Honest, stolid Robert Noel was bewildered by her; he did his best in every way, but he had an uneasy consciousness that his best was but a poor attempt. He sent her to school, the best in Rashleigh, but she learned anything and everything except obedience.

She looked out of place even there, this dark-eyed Spanish girl, among the pretty pink and white children with fair hair and blue eyes. She bewildered even the children; they obeyed her, and she had the greatest influence over them. She taught them recitations and plays, she fired their imaginations by wonderful stories; she was a new, brilliant, wonderful element in their lives. Even the school mistress, meek through the long suffering of years, even she worshiped and feared her – the brilliant, tiresome girl, who was like a flash of light among the others. She had a face so grand and a voice so thrilling it was no unusual thing when she was reading aloud in the school-room for the others to suspend all work, thrilled to the heart by the sound of her voice. She soon learned all that the Rashleigh governess could teach her – she taught herself even more. She had little taste for drawing, much for music, but her whole heart and soul were in books.

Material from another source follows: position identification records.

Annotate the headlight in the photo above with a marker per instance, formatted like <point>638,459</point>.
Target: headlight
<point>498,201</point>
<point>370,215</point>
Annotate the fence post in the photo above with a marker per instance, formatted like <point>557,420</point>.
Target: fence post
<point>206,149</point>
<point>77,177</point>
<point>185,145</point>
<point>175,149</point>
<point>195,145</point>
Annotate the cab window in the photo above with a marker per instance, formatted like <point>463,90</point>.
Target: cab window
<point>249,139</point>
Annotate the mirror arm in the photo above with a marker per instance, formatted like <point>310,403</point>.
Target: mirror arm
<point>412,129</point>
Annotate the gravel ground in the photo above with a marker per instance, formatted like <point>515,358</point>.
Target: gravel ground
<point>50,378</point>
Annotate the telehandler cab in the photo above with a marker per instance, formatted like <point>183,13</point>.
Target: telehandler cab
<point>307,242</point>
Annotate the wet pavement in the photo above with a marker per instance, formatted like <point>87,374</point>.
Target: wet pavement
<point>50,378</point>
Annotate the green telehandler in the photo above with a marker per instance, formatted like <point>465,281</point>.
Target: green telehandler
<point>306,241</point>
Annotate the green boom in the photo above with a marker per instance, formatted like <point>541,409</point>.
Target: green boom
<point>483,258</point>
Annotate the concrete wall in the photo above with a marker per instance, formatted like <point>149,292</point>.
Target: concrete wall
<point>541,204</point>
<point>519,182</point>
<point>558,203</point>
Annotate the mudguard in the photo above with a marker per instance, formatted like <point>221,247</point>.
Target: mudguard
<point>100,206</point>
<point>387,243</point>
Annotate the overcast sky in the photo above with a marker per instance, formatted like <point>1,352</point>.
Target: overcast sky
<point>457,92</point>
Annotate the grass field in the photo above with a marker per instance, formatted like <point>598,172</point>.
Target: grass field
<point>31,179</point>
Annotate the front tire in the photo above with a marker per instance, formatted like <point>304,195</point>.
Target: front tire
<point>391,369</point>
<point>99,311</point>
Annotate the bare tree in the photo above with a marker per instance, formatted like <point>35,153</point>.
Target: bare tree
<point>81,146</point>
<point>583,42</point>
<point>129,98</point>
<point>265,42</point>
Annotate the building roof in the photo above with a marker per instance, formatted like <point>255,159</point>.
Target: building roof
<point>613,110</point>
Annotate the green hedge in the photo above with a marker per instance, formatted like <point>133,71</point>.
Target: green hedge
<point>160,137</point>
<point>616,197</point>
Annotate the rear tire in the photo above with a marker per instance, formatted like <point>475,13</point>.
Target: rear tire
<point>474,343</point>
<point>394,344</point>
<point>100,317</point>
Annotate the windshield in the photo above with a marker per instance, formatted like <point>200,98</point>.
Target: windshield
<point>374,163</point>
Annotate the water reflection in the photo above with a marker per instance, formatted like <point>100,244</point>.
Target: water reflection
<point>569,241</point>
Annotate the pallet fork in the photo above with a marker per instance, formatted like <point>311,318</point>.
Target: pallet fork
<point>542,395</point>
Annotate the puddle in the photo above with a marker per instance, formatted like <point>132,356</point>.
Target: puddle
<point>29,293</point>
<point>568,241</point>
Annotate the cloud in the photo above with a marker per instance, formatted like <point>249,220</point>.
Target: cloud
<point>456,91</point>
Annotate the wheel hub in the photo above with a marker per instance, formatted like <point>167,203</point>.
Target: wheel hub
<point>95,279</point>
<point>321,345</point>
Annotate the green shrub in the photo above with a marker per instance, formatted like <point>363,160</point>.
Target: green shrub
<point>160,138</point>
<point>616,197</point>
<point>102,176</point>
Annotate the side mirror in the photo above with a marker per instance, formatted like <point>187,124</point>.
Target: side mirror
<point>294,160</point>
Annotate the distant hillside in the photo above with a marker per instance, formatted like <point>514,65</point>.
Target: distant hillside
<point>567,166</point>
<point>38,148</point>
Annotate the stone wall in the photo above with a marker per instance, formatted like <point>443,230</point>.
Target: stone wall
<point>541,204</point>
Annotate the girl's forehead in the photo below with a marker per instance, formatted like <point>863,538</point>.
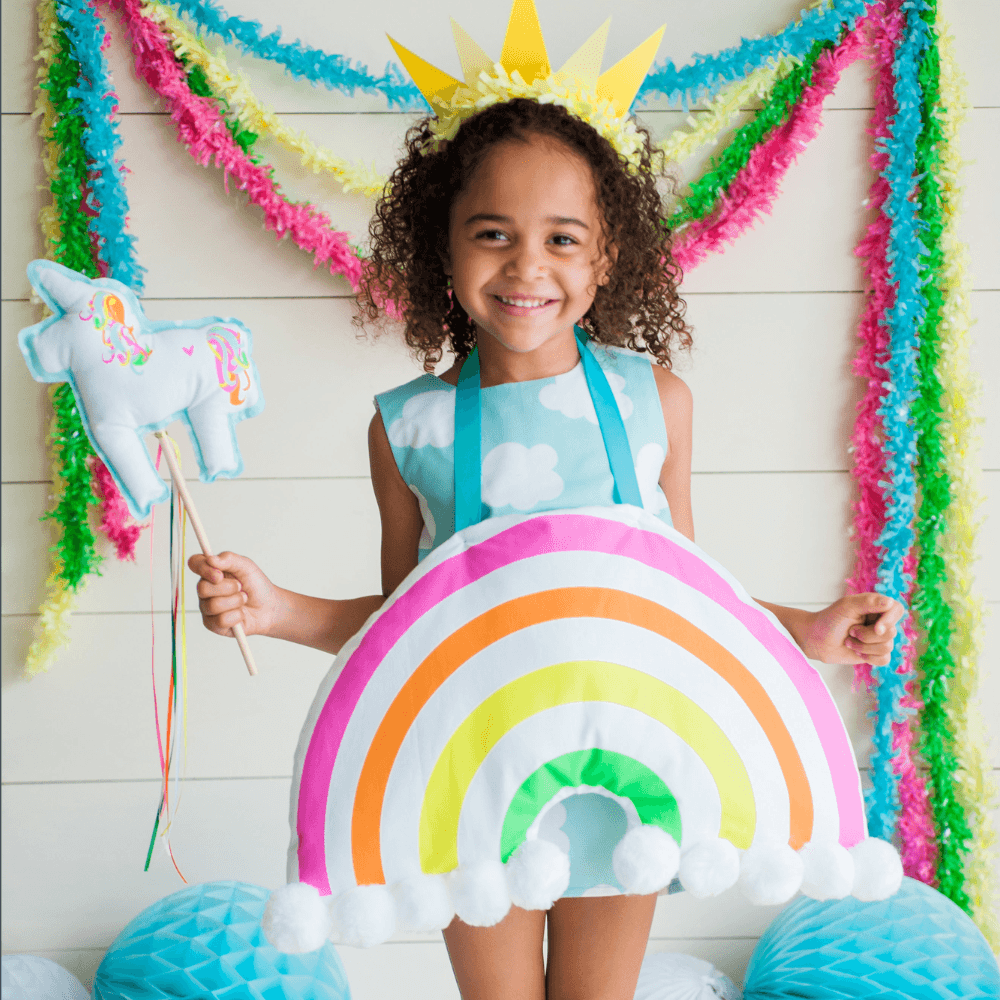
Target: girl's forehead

Young as she was, it was grand to hear her trilling out the pretty love speeches of Juliet, declaring the wrongs of Constance or Katherine, moaning out the woes of Desdemona. She had Shakespeare almost by heart, and she loved the grand old dramatist.

When she was sixteen her uncle took her from school, and then the perplexities of his honest life began. He wanted her to take her place as mistress of the house, to superintend the farm and the dairy, to take affectionate interest in the poultry and birds, to see that the butter was of a deep, rich yellow, and the new laid eggs sent to market. From the moment he intrusted those matters in her hands, his life became a burden to him, for they were entirely neglected.

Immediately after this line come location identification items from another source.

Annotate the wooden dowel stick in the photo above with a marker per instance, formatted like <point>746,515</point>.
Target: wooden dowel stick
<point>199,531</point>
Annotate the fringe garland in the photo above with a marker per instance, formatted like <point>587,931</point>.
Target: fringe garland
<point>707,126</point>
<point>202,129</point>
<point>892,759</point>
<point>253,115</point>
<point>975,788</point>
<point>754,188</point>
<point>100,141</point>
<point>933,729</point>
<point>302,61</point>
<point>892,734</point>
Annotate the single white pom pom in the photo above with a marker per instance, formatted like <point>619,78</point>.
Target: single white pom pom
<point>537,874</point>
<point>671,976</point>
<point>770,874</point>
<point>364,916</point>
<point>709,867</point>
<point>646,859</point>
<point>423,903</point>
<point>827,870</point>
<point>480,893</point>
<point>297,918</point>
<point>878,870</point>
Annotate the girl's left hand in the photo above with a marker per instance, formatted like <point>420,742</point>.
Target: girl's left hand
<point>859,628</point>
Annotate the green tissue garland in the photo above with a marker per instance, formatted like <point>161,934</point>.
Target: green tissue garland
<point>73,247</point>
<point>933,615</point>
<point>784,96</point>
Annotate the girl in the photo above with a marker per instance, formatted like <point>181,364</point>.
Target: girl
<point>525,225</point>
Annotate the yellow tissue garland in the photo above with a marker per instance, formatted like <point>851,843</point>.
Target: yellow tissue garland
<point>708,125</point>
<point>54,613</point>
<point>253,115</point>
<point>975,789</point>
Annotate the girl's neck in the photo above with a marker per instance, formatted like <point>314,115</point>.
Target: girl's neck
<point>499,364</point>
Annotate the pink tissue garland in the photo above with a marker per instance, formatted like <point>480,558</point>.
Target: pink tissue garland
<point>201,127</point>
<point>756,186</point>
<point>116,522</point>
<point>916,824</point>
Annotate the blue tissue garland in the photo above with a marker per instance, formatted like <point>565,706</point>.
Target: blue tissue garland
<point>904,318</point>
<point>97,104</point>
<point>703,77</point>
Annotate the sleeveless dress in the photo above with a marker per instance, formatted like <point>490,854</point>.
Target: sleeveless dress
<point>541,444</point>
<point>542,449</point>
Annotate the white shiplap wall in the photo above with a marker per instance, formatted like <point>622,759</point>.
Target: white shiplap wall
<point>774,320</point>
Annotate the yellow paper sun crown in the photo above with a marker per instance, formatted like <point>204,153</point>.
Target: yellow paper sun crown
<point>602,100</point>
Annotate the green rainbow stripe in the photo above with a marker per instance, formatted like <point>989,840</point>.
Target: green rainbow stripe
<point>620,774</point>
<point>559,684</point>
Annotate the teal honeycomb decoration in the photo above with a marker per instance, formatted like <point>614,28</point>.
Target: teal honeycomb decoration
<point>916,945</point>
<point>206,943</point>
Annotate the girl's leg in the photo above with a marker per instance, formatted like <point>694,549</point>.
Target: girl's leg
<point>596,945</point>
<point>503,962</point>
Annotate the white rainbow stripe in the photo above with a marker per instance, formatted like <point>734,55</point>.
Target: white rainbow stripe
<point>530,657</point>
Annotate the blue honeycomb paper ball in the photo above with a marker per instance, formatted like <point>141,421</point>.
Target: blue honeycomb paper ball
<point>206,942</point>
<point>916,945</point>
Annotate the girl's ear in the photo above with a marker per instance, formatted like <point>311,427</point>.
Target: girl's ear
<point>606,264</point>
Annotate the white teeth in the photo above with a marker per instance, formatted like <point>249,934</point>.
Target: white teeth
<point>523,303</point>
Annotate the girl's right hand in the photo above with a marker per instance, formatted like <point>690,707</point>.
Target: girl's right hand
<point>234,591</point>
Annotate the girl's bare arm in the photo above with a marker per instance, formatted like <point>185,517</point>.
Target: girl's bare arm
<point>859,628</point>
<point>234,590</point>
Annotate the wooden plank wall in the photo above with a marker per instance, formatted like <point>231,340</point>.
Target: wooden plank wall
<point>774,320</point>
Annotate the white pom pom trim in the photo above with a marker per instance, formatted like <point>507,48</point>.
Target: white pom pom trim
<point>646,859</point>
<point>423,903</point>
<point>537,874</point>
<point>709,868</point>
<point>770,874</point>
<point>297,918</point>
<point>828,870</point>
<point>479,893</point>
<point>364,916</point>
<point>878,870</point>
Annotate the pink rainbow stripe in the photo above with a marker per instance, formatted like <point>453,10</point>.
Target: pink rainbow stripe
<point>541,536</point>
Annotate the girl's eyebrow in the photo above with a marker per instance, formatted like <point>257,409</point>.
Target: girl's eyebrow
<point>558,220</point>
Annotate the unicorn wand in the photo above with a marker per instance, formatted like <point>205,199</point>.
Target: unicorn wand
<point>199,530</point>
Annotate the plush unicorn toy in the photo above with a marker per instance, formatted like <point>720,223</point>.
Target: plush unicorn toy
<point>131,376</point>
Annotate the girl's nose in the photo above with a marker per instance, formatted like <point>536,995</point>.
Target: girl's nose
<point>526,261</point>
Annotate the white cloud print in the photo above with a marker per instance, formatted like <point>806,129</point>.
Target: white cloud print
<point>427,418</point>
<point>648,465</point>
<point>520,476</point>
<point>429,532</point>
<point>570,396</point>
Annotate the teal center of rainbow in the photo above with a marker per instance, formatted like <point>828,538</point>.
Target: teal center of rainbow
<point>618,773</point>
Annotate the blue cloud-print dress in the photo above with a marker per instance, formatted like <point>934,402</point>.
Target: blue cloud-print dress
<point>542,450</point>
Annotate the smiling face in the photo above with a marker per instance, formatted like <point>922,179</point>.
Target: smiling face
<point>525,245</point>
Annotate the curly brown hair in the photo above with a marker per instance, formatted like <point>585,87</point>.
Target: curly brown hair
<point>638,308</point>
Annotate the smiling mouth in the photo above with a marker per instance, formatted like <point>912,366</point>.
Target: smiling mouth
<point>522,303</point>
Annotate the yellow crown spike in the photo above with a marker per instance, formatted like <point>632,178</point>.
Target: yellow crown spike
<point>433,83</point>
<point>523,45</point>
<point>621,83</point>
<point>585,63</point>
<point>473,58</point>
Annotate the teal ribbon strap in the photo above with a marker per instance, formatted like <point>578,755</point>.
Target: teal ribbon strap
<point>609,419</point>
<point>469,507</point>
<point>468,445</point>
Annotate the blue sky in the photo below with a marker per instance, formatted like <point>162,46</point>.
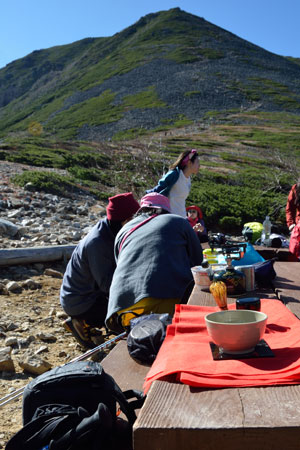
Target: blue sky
<point>28,25</point>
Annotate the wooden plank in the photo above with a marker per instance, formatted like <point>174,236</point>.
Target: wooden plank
<point>11,256</point>
<point>287,284</point>
<point>179,417</point>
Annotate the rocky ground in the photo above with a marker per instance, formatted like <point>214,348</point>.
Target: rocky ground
<point>32,336</point>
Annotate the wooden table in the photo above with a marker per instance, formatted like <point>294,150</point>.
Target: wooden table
<point>179,417</point>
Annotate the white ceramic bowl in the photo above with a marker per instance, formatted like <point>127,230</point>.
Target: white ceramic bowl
<point>236,331</point>
<point>201,277</point>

Farmer Noel would go into his dairy and find everything wrong, the cream spilled, the butter spoiled; but when he looked at the dark-eyed young princess with the Spanish face he dared not say a word to her.

He would suggest to her meekly that things might be different. She would retaliate with some sarcasm that would reduce him to silence for two days at least. Yet she loved, after a fashion of her own, this great, stolid man who admired her with all his heart, and loved her with his whole soul.

So time passed until she was seventeen, and the quiet farm life was unendurable to her.

"Uncle," she would say, "let me go out into the world. I want to see it. I want something to do. I often think I must have two lives and two souls, I long so intensely for more than I have to fill them."

He could not understand her. She had the farm and the dairy.

"Be content," he would answer, "be content, my lady lass, with the home God has given you."

"I want something to do. If I did all the work on this and twenty other farms it would not touch my heart and soul. They are quite empty. People say it is a battlefield. If it be one, I am sitting by with folded hands. Inactivity means death to me."

"My lady lass, you can find plenty to do," he answered, solemnly.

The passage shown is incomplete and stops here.